Build the production void-box rootfs in the sibling repo:

cd <workspace>/void-box
TMPDIR=$PWD/target/tmp scripts/build_claude_rootfs.sh

Start the void-box daemon (Linux):

cd <workspace>/void-box
export ANTHROPIC_API_KEY=sk-ant-...   # or use provider: claude-personal, see below
export VOID_BOX_KERNEL=/boot/vmlinuz-$(uname -r)
export VOID_BOX_INITRAMFS=$PWD/target/void-box-rootfs.cpio.gz
cargo run --bin voidbox -- serve --listen 127.0.0.1:43100

Start the void-box daemon (macOS, Apple Silicon):

cd <workspace>/void-box
export VOID_BOX_KERNEL=$PWD/target/vmlinuz
export VOID_BOX_INITRAMFS=$PWD/target/void-box-claude.cpio.gz
# ANTHROPIC_API_KEY is not needed if the runtime template sets
# `llm.provider: claude-personal` and you have a Claude subscription
# (credentials come from the macOS Keychain or ~/.claude/.credentials.json).
cargo run --bin voidbox -- serve --listen 127.0.0.1:43100

Start the void-control bridge:

cd <workspace>/void-control
cargo run --features serde --bin voidctl -- serve

Using a Claude personal plan instead of an API key

The checked-in runtime templates hardcode llm.provider: claude so CI keeps using an API key. To opt into claude-personal without editing tracked templates, set VOID_CONTROL_LLM_PROVIDER when starting the bridge (or any other process that launches runs through void-control):

cd <workspace>/void-control
VOID_CONTROL_LLM_PROVIDER=claude-personal \
  cargo run --features serde --bin voidctl -- serve

This patches llm.provider on every candidate's runtime template at launch time.
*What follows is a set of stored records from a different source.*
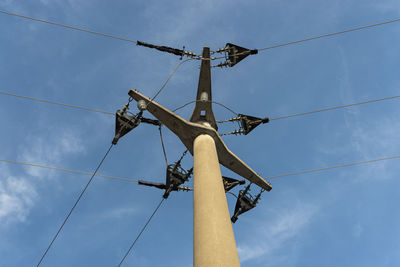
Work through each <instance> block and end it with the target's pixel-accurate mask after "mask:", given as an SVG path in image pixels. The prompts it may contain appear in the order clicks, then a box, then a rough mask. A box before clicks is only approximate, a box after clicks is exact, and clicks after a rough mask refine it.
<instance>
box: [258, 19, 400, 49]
mask: <svg viewBox="0 0 400 267" xmlns="http://www.w3.org/2000/svg"><path fill="white" fill-rule="evenodd" d="M399 21H400V18H398V19H393V20H387V21H383V22H380V23H375V24H370V25H365V26H361V27H356V28H351V29H347V30H344V31H339V32H334V33H328V34H323V35H318V36H314V37H310V38H305V39H301V40H297V41H293V42H288V43H283V44H278V45H272V46H268V47H264V48H261V49H258V50H259V51H264V50H269V49H273V48H278V47H282V46H288V45H293V44H298V43H302V42H307V41H311V40H316V39H320V38H325V37H330V36H334V35H339V34H343V33H348V32H354V31H359V30H364V29H368V28H373V27H377V26H382V25H385V24H389V23H394V22H399Z"/></svg>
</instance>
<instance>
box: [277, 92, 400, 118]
mask: <svg viewBox="0 0 400 267" xmlns="http://www.w3.org/2000/svg"><path fill="white" fill-rule="evenodd" d="M395 98H400V95H395V96H389V97H384V98H378V99H371V100H367V101H363V102H358V103H352V104H347V105H341V106H335V107H328V108H323V109H317V110H313V111H308V112H302V113H297V114H292V115H287V116H280V117H276V118H272V119H270V120H271V121H273V120H280V119H287V118H292V117H298V116H304V115H308V114H313V113H318V112H323V111H329V110H334V109H341V108H347V107H353V106H358V105H364V104H369V103H374V102H379V101H385V100H391V99H395Z"/></svg>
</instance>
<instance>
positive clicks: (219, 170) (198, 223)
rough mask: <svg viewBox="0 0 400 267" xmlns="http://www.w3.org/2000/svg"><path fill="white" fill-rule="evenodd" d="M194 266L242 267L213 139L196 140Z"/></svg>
mask: <svg viewBox="0 0 400 267" xmlns="http://www.w3.org/2000/svg"><path fill="white" fill-rule="evenodd" d="M193 151H194V153H193V157H194V167H193V168H194V178H193V179H194V180H193V187H194V192H193V266H194V267H240V261H239V255H238V252H237V248H236V242H235V236H234V234H233V229H232V223H231V221H230V216H229V210H228V203H227V201H226V196H225V190H224V186H223V182H222V176H221V170H220V167H219V162H218V156H217V151H216V148H215V142H214V139H213V138H212V137H211V136H209V135H205V134H203V135H199V136H198V137H197V138H196V139H195V140H194V147H193Z"/></svg>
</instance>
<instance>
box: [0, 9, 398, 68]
mask: <svg viewBox="0 0 400 267" xmlns="http://www.w3.org/2000/svg"><path fill="white" fill-rule="evenodd" d="M0 13H3V14H7V15H11V16H15V17H19V18H24V19H28V20H32V21H37V22H42V23H47V24H51V25H55V26H59V27H63V28H68V29H71V30H76V31H81V32H86V33H90V34H95V35H100V36H103V37H108V38H112V39H117V40H121V41H126V42H130V43H134V44H137V41H134V40H131V39H127V38H123V37H119V36H116V35H110V34H105V33H100V32H95V31H91V30H87V29H84V28H78V27H73V26H69V25H65V24H61V23H56V22H52V21H48V20H43V19H37V18H33V17H28V16H24V15H21V14H16V13H11V12H8V11H4V10H0ZM399 21H400V18H399V19H393V20H388V21H383V22H380V23H375V24H370V25H365V26H360V27H356V28H351V29H348V30H344V31H339V32H334V33H329V34H323V35H319V36H314V37H310V38H305V39H301V40H297V41H292V42H288V43H282V44H278V45H273V46H268V47H264V48H260V49H258V50H259V51H264V50H269V49H273V48H278V47H283V46H288V45H293V44H298V43H302V42H307V41H311V40H315V39H320V38H325V37H330V36H334V35H339V34H343V33H348V32H353V31H359V30H363V29H367V28H373V27H377V26H382V25H385V24H389V23H394V22H399ZM240 54H243V53H239V54H236V55H240ZM221 58H225V57H216V58H212V60H216V59H221ZM197 59H201V58H197Z"/></svg>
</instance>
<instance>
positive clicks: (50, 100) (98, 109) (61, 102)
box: [0, 10, 194, 115]
mask: <svg viewBox="0 0 400 267" xmlns="http://www.w3.org/2000/svg"><path fill="white" fill-rule="evenodd" d="M0 12H1V10H0ZM190 60H194V59H193V58H188V59H185V60H183V61H181V62H180V63H179V64H178V65H177V66H176V67H175V69H174V70H173V72H172V73H171V74H170V75H169V76H168V79H167V80H166V81H165V82H164V84H163V85H162V86H161V88H160V89H159V90H158V91H157V93H156V94H155V95H154V96H153V98H152V99H151V100H150V102H149V104H150V103H151V102H153V100H154V99H155V98H156V97H157V96H158V95H159V94H160V93H161V91H162V90H163V89H164V88H165V86H166V85H167V83H168V82H169V81H170V79H171V78H172V76H173V75H174V74H175V73H176V71H177V70H178V68H179V67H180V66H181V65H182V64H183V63H185V62H188V61H190ZM0 94H2V95H8V96H13V97H18V98H23V99H29V100H33V101H38V102H42V103H48V104H55V105H59V106H64V107H69V108H75V109H80V110H86V111H93V112H98V113H103V114H107V115H115V113H113V112H109V111H104V110H99V109H93V108H88V107H82V106H76V105H71V104H65V103H62V102H57V101H52V100H47V99H42V98H36V97H30V96H24V95H18V94H14V93H9V92H6V91H0Z"/></svg>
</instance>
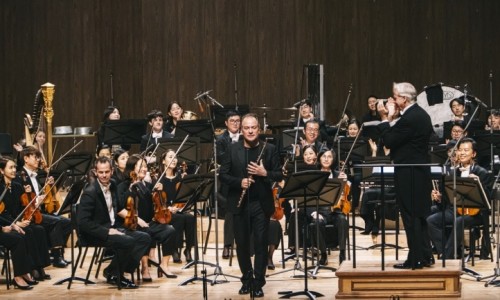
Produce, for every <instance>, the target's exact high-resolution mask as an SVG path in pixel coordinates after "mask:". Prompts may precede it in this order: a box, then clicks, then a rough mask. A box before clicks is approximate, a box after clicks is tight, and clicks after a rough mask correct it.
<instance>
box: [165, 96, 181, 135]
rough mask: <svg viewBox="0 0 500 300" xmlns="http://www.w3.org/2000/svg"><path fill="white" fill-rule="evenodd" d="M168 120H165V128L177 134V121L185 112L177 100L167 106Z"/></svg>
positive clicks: (172, 133)
mask: <svg viewBox="0 0 500 300" xmlns="http://www.w3.org/2000/svg"><path fill="white" fill-rule="evenodd" d="M167 114H168V117H167V122H165V127H164V129H165V130H166V131H167V132H169V133H171V134H175V127H176V126H177V121H178V120H181V119H182V116H183V114H184V109H183V108H182V106H181V105H180V104H179V102H177V101H173V102H170V103H169V104H168V106H167Z"/></svg>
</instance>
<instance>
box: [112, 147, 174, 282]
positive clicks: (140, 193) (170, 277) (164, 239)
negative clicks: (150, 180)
mask: <svg viewBox="0 0 500 300" xmlns="http://www.w3.org/2000/svg"><path fill="white" fill-rule="evenodd" d="M147 170H148V169H147V164H146V161H145V160H144V159H142V158H141V157H140V156H139V155H137V154H134V155H132V156H130V157H129V158H128V160H127V163H126V166H125V169H124V174H126V176H127V178H126V179H125V180H124V181H123V182H122V183H120V184H119V185H118V195H119V202H118V216H119V217H120V218H118V220H117V222H119V223H124V221H125V220H126V218H127V215H128V214H129V213H130V211H129V210H128V209H127V201H132V202H133V205H135V208H136V209H137V216H138V217H137V230H140V231H143V232H147V233H148V234H149V235H150V236H151V237H152V240H153V244H152V245H151V250H150V253H148V254H145V255H144V256H143V257H142V259H141V265H142V267H141V272H142V279H143V281H146V282H151V281H152V279H151V275H150V273H149V268H148V260H149V259H150V257H155V255H154V253H155V249H153V248H154V247H155V244H156V242H160V243H161V245H162V253H163V257H162V259H161V263H160V264H159V267H158V274H159V276H161V274H164V275H165V276H166V277H167V278H176V277H177V275H174V274H173V273H172V272H171V271H170V269H169V267H168V263H169V261H170V256H171V255H172V254H173V252H174V249H175V229H174V227H173V226H171V225H169V224H165V223H163V224H162V223H161V222H159V221H157V220H155V210H156V209H161V208H158V207H154V205H153V196H152V191H153V185H152V184H150V183H148V182H145V181H144V178H145V176H146V173H147ZM131 175H132V176H131ZM154 189H155V190H159V191H161V190H162V189H163V187H162V185H161V184H160V183H158V184H156V185H155V187H154ZM129 197H131V198H132V199H129ZM165 200H166V199H165Z"/></svg>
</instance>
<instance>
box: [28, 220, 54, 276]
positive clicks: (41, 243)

Per-candidate variation.explicit[].overrides still win, so you can keep a mixed setup if needed.

Launch From CLI

Swarm:

cd <workspace>/void-control
curl -sS -X POST http://127.0.0.1:43210/v1/executions \
  -H 'Content-Type: text/yaml' \
  --data-binary @examples/swarm-transform-optimization-3way.yaml

Supervision:

cd <workspace>/void-control
curl -sS -X POST http://127.0.0.1:43210/v1/executions \
  -H 'Content-Type: text/yaml' \
  --data-binary @examples/supervision-transform-review.yaml

Stress swarm:

cd <workspace>/void-control
curl -sS -X POST http://127.0.0.1:43210/v1/executions \
  -H 'Content-Type: text/yaml' \
  --data-binary @examples/swarm-transform-optimization.yaml

Launch From UI

  1. Start the UI:
cd <workspace>/void-control/web/void-control-ux
npm run dev -- --host 127.0.0.1 --port 3000
  1. Open the Launch modal.
  2. Upload one of the top-level execution specs from examples/.
  3. Keep the referenced runtime template path unchanged unless you moved the repo.

Notes

  • The transform runtime template uses agent.output_file: /workspace/output.json so void-control can collect structured metrics directly.
  • The supervision worker template uses examples/runtime-assets/transform_supervision_worker.py to append metrics.approved after the measured benchmark run. That is the current v1 supervision approval contract.
  • examples/runtime-templates/transform_optimizer_agent.yaml uses sandbox.image: "python:3.12-slim" because the production Claude rootfs does not include python3.
  • The transform benchmark and fixtures are mounted into the guest read-only from the host repo. Keep the canonical sibling repo layout unless you also update the mount path in the template.
  • Candidate variation is applied by void-control by patching fields such as agent.prompt and sandbox.env.* before launch.
  • The strategy labels in env vars are only inputs for the prompt/runtime template. void-box does not interpret them semantically.
  • The 3-agent swarm is the preferred test target because it currently completes more reliably than the 8-agent stress variant while exercising the same control-plane and service-mode primitives.